Python sorts "u11-Phrase 1000.wav" before "u11-Phrase 101.wav"; how can i overcome this?

Question

Python sorts "u11-Phrase 1000.wav" before "u11-Phrase 101.wav"; how can i overcome this?

I am running Python 2.5 (r25: 51908, Sep 19 2006, 09:52:17) [MSC v.1310 32 bit (Intel)] when winning 32

When I ask Python

>>> "u11-Phrase 099.wav" < "u11-Phrase 1000.wav" True

It's good. When I ask

 >>> "u11-Phrase 100.wav" < "u11-Phrase 1000.wav" True

It's also good. But when I ask

 >>> "u11-Phrase 101.wav" < "u11-Phrase 1000.wav" False

So, according to Python, "u11-Phrase 100.wav" precedes "u11-Phrase 1000.wav", but "u11-Phrase 101.wav" appears after "u11-Phrase 1000.wav"! And this is problematic for me, because I'm trying to write a file rename program, and such sorting violates the functionality.

What can I do to overcome this?

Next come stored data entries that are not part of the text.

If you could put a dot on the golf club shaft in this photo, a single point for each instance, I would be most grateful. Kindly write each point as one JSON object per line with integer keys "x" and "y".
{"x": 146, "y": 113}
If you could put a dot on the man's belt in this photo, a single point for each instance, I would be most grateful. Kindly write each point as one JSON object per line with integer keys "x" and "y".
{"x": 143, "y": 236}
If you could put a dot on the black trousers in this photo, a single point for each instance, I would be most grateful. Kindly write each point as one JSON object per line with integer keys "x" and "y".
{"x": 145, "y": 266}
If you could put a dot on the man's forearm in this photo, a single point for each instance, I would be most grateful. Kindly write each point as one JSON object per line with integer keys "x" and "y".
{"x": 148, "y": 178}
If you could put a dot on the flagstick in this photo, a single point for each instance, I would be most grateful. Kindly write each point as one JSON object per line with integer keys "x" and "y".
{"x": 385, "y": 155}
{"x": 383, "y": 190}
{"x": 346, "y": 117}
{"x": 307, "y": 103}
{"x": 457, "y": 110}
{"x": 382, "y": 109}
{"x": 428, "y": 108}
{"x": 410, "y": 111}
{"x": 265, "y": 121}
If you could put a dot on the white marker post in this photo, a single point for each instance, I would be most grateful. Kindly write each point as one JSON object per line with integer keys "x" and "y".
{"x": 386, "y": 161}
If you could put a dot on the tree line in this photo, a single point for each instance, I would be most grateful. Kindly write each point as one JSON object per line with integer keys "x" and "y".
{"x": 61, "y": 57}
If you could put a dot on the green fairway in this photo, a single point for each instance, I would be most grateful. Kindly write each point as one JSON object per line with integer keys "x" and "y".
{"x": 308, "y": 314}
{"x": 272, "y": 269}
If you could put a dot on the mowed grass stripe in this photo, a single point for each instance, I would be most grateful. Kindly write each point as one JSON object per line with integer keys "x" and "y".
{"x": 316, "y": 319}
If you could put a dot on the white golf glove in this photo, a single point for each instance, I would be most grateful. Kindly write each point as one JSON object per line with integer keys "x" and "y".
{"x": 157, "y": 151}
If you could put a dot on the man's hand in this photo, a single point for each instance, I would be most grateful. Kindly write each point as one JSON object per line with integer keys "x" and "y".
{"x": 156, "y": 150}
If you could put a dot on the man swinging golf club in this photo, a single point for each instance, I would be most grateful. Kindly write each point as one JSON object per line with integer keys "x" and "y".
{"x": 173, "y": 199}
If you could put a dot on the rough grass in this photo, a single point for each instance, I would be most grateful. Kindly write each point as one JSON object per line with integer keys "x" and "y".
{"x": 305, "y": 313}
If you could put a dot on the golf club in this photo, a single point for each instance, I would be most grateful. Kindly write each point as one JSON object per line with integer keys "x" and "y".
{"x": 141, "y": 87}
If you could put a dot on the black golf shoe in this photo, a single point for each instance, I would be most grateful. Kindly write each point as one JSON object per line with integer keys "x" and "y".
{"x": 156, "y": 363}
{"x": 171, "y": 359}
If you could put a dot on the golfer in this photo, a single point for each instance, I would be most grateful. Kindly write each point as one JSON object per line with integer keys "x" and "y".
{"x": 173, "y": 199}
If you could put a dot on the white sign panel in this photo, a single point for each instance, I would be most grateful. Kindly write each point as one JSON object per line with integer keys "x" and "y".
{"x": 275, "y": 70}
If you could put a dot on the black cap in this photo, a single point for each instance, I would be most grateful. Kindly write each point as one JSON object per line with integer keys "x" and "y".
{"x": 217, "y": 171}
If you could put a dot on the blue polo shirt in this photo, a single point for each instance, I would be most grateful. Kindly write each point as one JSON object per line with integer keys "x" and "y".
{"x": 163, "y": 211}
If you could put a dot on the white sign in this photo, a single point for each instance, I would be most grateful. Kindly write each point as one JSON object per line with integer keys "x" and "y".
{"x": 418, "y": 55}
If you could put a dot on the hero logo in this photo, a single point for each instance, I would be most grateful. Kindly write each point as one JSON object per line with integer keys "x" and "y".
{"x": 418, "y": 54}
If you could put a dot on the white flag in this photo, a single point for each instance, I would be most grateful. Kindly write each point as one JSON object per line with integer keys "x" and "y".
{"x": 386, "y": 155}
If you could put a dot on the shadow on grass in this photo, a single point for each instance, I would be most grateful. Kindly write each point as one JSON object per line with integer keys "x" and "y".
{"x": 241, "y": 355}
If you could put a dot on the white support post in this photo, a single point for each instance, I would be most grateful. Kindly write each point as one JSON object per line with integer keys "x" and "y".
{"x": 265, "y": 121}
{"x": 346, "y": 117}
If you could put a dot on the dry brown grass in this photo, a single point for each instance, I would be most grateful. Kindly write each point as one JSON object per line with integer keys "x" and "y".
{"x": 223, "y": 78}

Should I write my own cmp function and check for edge cases, or is there a much simpler shortcut to give me the order I want?

On the other hand, if I change lines like

 >>> "u11-Phrase 0101.wav" < "u11-Phrase 1000.wav" True

However, these lines are taken from the list of directory files, for example:

 files = glob.glob('*.wav') files.sort() for file in files: ...

Therefore, I would prefer not to do string operations after they were created by glob. And no, I do not want to change the original file names in this folder.

Any clues?

+6

python sorting

Emre sevinç Dec 21 '09 at 13:17

source share

2 answers

You need to create the correct sort key for each file name. Something like this should do what you want:

 import re def k(s): return [w.isdigit() and int(w) or w for w in re.split(r'(\d+)', s)] files = ["u11-Phrase 099.wav", "u11-Phrase 1000.wav", "u11-Phrase 100.wav"] print files print sorted(files, key=k)

It outputs this result:

 ['u11-Phrase 099.wav', 'u11-Phrase 1000.wav', 'u11-Phrase 100.wav'] ['u11-Phrase 099.wav', 'u11-Phrase 100.wav', 'u11-Phrase 1000.wav']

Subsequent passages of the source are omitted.